Et Joseph ? Matthieu le présente, littéralement, comme « son homme ». Cependant, conscient de la condition de sa future épouse, mais ignorant les voies de Dieu, il a choisi de la « laisser aller ». Mais sa décision l’a fait sombrer dans un conflit intérieur. L’homme « juste » se trouvait alors pris entre la justice impitoyable qu’il connaissait et ce qu’il voulait vraiment. Lui-même semblait insatisfait de ce qu’à peine il avait décidé. En effet, quelques-unes des paroles qu’utilise l’évangéliste pour identifier ce que Joseph entendait faire, sont dangereusement voisines à celles utilisées pour décrire les actions d’Hérode et Pilate. Au premier, quand il agit « en secret » contre le nouveau-né, roi des habitants de la Judée (cf. Mt 2, 7) ; au second, en « laissant aller » le criminel et en condamnant le vrai juste, le même enfant-roi qu’Hérode craignait tant (cf. Mt 27,11.19.26).

© Beate Heinen, le songe de Joseph

Joseph n’arrêtait pas de penser à ce qui était en train de se produire, comme s’il voulût résoudre tout de manière différente. Justement « pendant qu’il pensait à ces choses », est survenu l’inattendu: Dieu s’est rapproché de lui. Il l’a fait au moment où la condition humaine s’ouvre sans précaution à l’imprévisibilité des rêves. À travers l’ange, Dieu a confirmé l’appartenance de Joseph à son peuple. Il lui a rappelé qu’il est le fils de David, et non pas de la Loi sévère, ni de la peur. Et dans ce peuple, il lui demande en outre de renouveler son lien avec Marie, la femme docile à l’Esprit.

De là, comme à un ami qui partage son intimité, Dieu confie à Joseph ce qu’il aime le plus: la vie de son Fils et le salut de son peuple. Mais, cet homme aurait-il su apprécier autant d’amour partagé ? Certainement ! La proximité, l’intimité et la confiance que Dieu lui a montrées ont été suffisantes, non seulement pour dissiper ses peurs, mais aussi pour raviver son espoir, son amour et sa dignité. Ce rêve l’a réparé dans la profondeur de son être; c’est pourquoi, en se levant, il a assumé sans hésitation le devoir que Dieu lui avait confié. Il a réagi – maintenant oui – comme un homme vraiment juste. 
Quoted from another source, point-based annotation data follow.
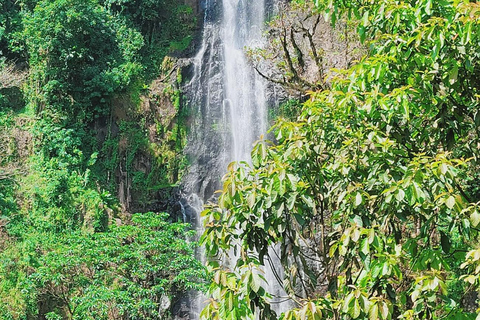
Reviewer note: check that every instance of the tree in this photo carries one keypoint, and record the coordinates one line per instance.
(79, 55)
(134, 271)
(370, 194)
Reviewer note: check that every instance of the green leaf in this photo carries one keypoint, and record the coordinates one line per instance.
(450, 203)
(373, 312)
(475, 218)
(355, 310)
(445, 242)
(358, 199)
(400, 195)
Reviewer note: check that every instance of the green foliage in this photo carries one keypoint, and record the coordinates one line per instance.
(80, 56)
(126, 271)
(372, 183)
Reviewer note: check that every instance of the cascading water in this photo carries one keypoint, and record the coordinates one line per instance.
(229, 98)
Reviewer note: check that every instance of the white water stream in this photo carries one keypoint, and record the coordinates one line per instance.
(230, 100)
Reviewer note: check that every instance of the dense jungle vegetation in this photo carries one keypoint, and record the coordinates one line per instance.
(371, 195)
(74, 94)
(369, 187)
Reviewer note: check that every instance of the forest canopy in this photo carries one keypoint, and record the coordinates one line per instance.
(370, 197)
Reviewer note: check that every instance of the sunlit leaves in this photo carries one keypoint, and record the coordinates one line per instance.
(370, 182)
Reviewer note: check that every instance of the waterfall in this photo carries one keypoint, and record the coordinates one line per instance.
(229, 100)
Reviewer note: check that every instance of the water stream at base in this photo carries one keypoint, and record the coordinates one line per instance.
(230, 104)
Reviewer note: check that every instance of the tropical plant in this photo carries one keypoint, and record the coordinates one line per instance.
(370, 195)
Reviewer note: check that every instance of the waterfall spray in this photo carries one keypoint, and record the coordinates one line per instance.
(230, 101)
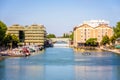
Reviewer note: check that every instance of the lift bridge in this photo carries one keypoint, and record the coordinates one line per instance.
(60, 42)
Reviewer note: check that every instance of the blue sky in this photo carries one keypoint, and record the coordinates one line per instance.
(58, 16)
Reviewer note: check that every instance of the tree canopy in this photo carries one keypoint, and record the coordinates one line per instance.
(91, 42)
(11, 39)
(51, 36)
(105, 40)
(3, 29)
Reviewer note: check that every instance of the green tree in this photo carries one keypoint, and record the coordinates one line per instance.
(105, 40)
(71, 36)
(3, 29)
(7, 39)
(117, 30)
(15, 40)
(112, 39)
(51, 36)
(91, 41)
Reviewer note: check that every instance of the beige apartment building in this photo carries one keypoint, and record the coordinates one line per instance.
(34, 34)
(86, 31)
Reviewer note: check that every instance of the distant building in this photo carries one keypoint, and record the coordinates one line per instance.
(34, 34)
(91, 29)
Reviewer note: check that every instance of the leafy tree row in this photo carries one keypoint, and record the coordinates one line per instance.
(7, 39)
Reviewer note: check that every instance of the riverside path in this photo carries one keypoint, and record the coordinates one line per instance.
(62, 64)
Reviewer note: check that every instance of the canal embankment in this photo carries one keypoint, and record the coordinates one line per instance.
(111, 50)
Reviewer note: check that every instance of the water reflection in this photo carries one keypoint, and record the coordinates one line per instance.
(62, 64)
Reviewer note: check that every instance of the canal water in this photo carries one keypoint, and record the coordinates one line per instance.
(62, 64)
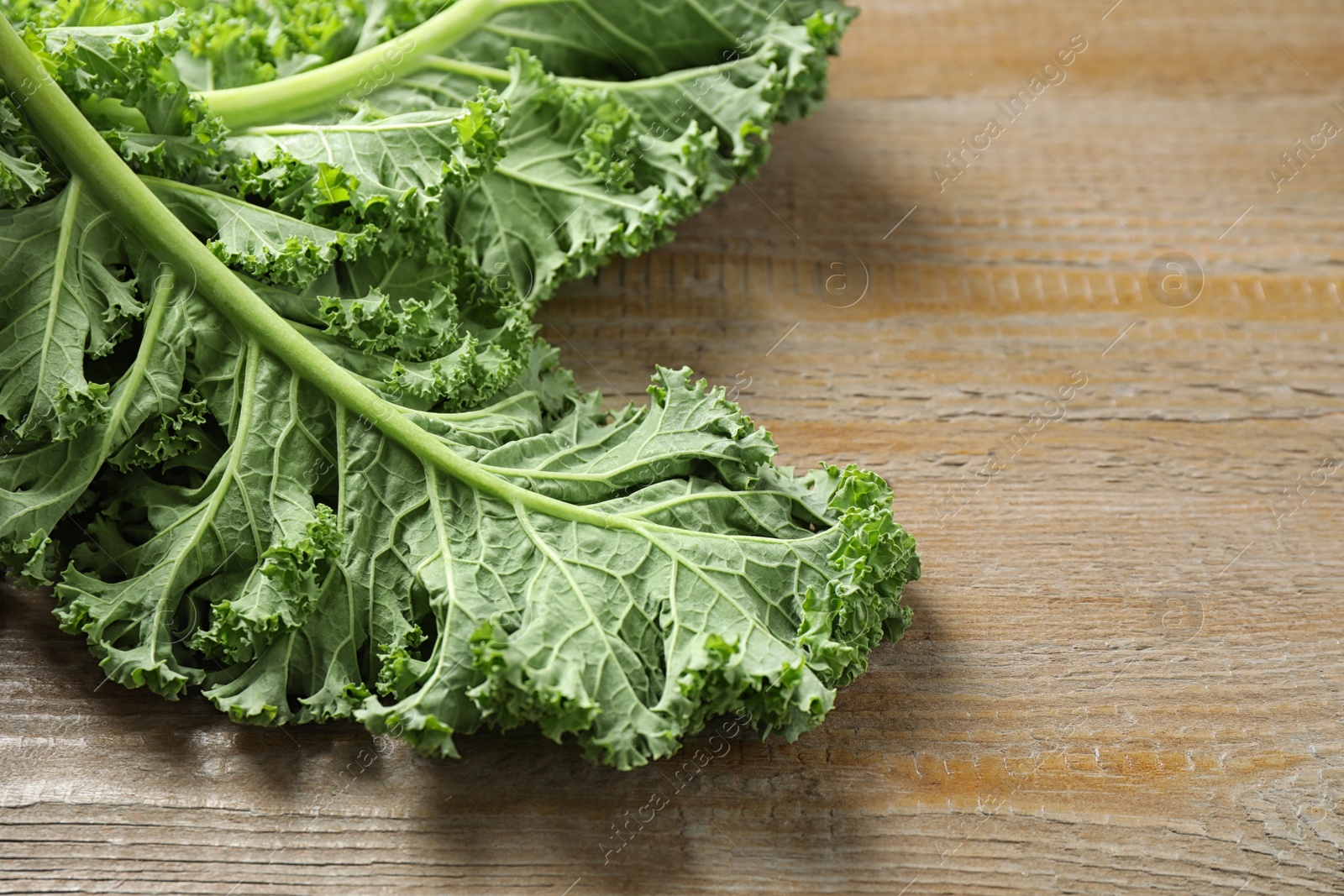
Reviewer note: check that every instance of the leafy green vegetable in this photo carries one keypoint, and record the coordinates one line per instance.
(272, 379)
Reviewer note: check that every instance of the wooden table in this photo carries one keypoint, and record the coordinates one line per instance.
(1126, 664)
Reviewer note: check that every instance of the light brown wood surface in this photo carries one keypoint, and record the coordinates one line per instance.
(1126, 673)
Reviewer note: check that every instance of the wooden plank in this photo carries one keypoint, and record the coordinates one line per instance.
(1126, 672)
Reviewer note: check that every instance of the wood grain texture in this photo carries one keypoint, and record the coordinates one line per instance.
(1126, 671)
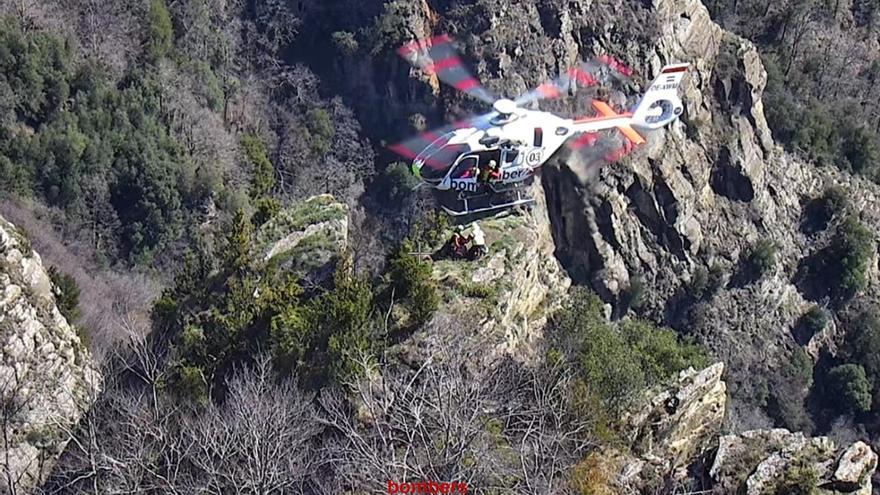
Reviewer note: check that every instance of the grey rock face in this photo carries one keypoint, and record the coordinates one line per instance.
(305, 238)
(759, 461)
(675, 426)
(47, 379)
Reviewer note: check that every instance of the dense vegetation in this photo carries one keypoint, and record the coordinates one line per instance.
(616, 362)
(822, 70)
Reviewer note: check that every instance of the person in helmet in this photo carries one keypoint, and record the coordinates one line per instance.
(479, 248)
(459, 242)
(490, 172)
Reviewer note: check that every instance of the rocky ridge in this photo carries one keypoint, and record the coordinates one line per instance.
(47, 378)
(507, 295)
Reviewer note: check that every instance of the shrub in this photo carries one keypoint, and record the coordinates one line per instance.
(591, 477)
(617, 362)
(863, 343)
(799, 479)
(267, 208)
(660, 352)
(321, 131)
(762, 257)
(860, 149)
(412, 279)
(262, 172)
(189, 382)
(852, 251)
(849, 382)
(814, 320)
(635, 294)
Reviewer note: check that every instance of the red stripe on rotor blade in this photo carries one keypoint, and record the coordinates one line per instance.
(441, 65)
(417, 45)
(549, 90)
(467, 84)
(403, 151)
(435, 164)
(583, 77)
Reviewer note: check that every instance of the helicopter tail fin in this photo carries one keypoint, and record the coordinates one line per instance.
(629, 132)
(661, 104)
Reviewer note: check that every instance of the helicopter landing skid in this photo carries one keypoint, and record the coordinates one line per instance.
(471, 205)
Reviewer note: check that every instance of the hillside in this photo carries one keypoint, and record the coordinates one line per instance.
(249, 269)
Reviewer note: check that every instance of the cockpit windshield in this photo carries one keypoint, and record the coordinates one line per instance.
(438, 156)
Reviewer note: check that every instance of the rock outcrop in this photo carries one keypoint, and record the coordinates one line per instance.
(505, 296)
(307, 237)
(764, 462)
(47, 379)
(673, 428)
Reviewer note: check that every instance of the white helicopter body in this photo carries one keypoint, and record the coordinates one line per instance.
(520, 140)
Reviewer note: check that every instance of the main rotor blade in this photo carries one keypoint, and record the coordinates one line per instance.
(438, 56)
(592, 75)
(433, 146)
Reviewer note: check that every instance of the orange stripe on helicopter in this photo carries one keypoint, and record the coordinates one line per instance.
(608, 113)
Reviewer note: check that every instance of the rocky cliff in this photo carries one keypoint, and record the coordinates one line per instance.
(676, 434)
(696, 200)
(506, 296)
(47, 378)
(306, 238)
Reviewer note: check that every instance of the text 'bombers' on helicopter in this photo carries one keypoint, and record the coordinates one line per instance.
(484, 163)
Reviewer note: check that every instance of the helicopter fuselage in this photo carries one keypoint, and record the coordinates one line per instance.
(519, 142)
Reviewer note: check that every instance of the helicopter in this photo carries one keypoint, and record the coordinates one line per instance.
(517, 140)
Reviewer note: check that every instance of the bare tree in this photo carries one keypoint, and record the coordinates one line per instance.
(506, 429)
(260, 440)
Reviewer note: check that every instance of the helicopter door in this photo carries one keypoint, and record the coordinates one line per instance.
(463, 176)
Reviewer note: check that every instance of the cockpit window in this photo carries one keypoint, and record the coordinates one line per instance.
(465, 167)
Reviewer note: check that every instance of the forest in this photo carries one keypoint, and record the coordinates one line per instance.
(144, 143)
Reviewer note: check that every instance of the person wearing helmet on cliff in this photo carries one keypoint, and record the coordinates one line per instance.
(490, 172)
(479, 249)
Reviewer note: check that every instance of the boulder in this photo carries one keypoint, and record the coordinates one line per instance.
(305, 238)
(763, 462)
(47, 377)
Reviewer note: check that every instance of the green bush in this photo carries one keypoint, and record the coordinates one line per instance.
(762, 257)
(189, 381)
(345, 42)
(411, 278)
(160, 34)
(262, 174)
(634, 296)
(799, 479)
(853, 250)
(267, 208)
(66, 294)
(321, 132)
(661, 353)
(850, 383)
(814, 320)
(862, 345)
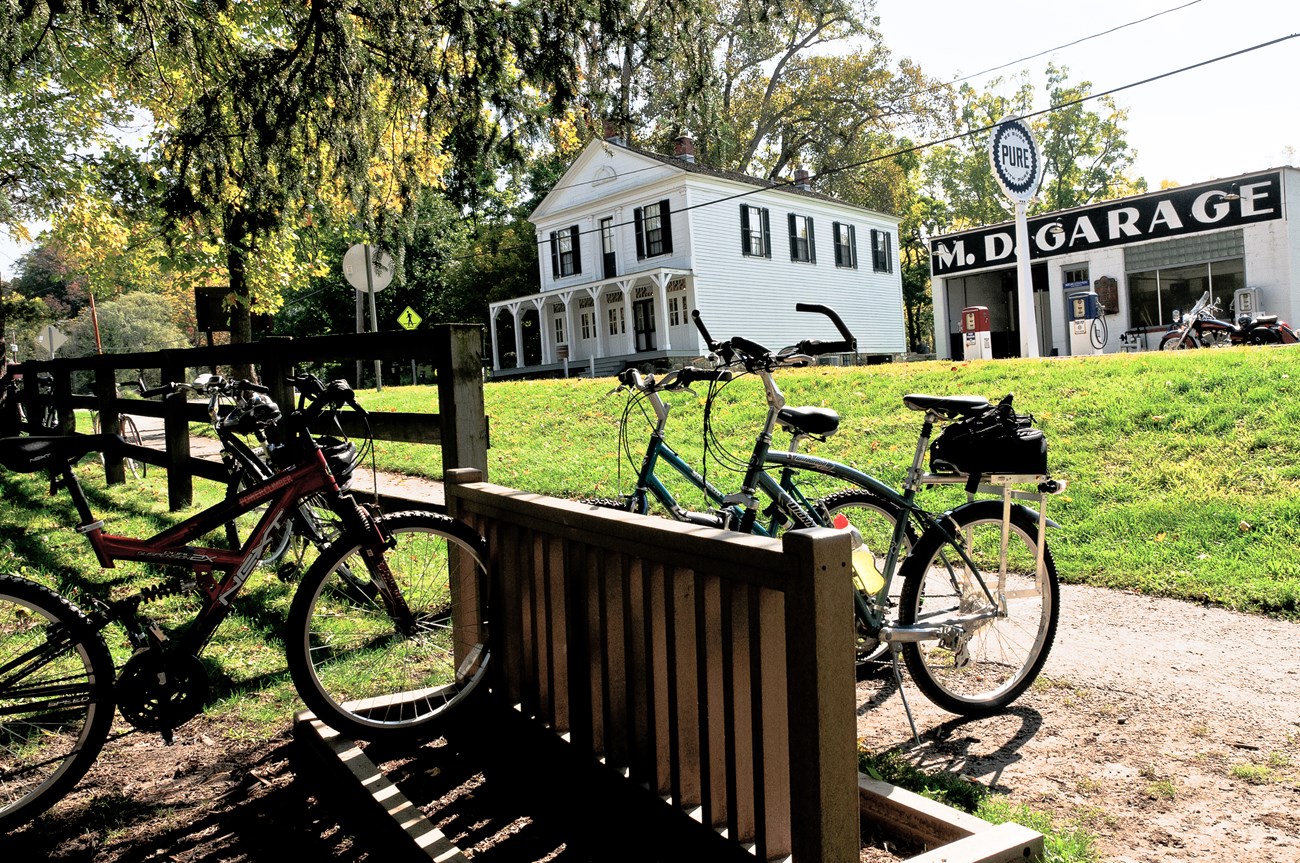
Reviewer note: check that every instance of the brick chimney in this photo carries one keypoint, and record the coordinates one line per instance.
(684, 147)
in « Grandes Heures d’Anne de Bretagne » (XVIe siècle)

En accueillant Marie, le Fils en son sein et son peuple lui-même, Joseph a anticipé l’enseignement que Jésus devrait plus tard partager avec ses disciples: ils sont vraiment justes, ceux qui reconnaissent, sans préjugés et avec hâte, le visage humain imprévisible de Dieu, parce que « toutes les fois que vous avez fait cela à l’un des plus petits de mes frères, c’est à moi que vous l’avez fait » (Mt 25,40). La solution aux incertitudes de Joseph n’aura donc pas négligé qui que ce soit. Au contraire, elle est passée à travers la rencontre avec les autres, avec les plus fragiles et, surtout, en permettant aux rêves de Dieu de recréer la vie dans la mesure de l’insoupçonnable possible. 

La Parole accueillie ensemble, Marie et Joseph ont, pour ainsi dire, donné une maison, une demeure à la miséricorde et à la fidélité de Dieu. La Parole devant leurs yeux, ils la contemplaient et la méditaient avec les pauvres et les étrangers. Avec la Parole entre leurs bras, ils s’unirent aux sans-abris et aux réfugiés. Avec la Parole dans leurs mains, ils se sont faits pèlerins avec leur peuple. Avec la Parole conservée dans leurs cœurs, ils ont vécu sans mesure leur condition de disciple. Un tel dévouement n’a pas échappé à l’attention du P. Dehon. Avec eux, il apprit la voie de l’abandon confiant et reconnaissant à la volonté du Père. Là, il découvrit l’école de chaque vie d’amour et de dévouement :

« Nos pensées doivent être constamment tourné vers eux. Pour la vie intérieure, ce sont nos modèles absolus. Nous devons les étudier surtout dans la prière. Nous devons sonder leurs sentiments, leurs pensées, leurs désirs, leurs joies, leurs douleurs, leur volonté et adapter constamment à ceux-ci, nos pensées, nos paroles, nos actions, toute notre vie ».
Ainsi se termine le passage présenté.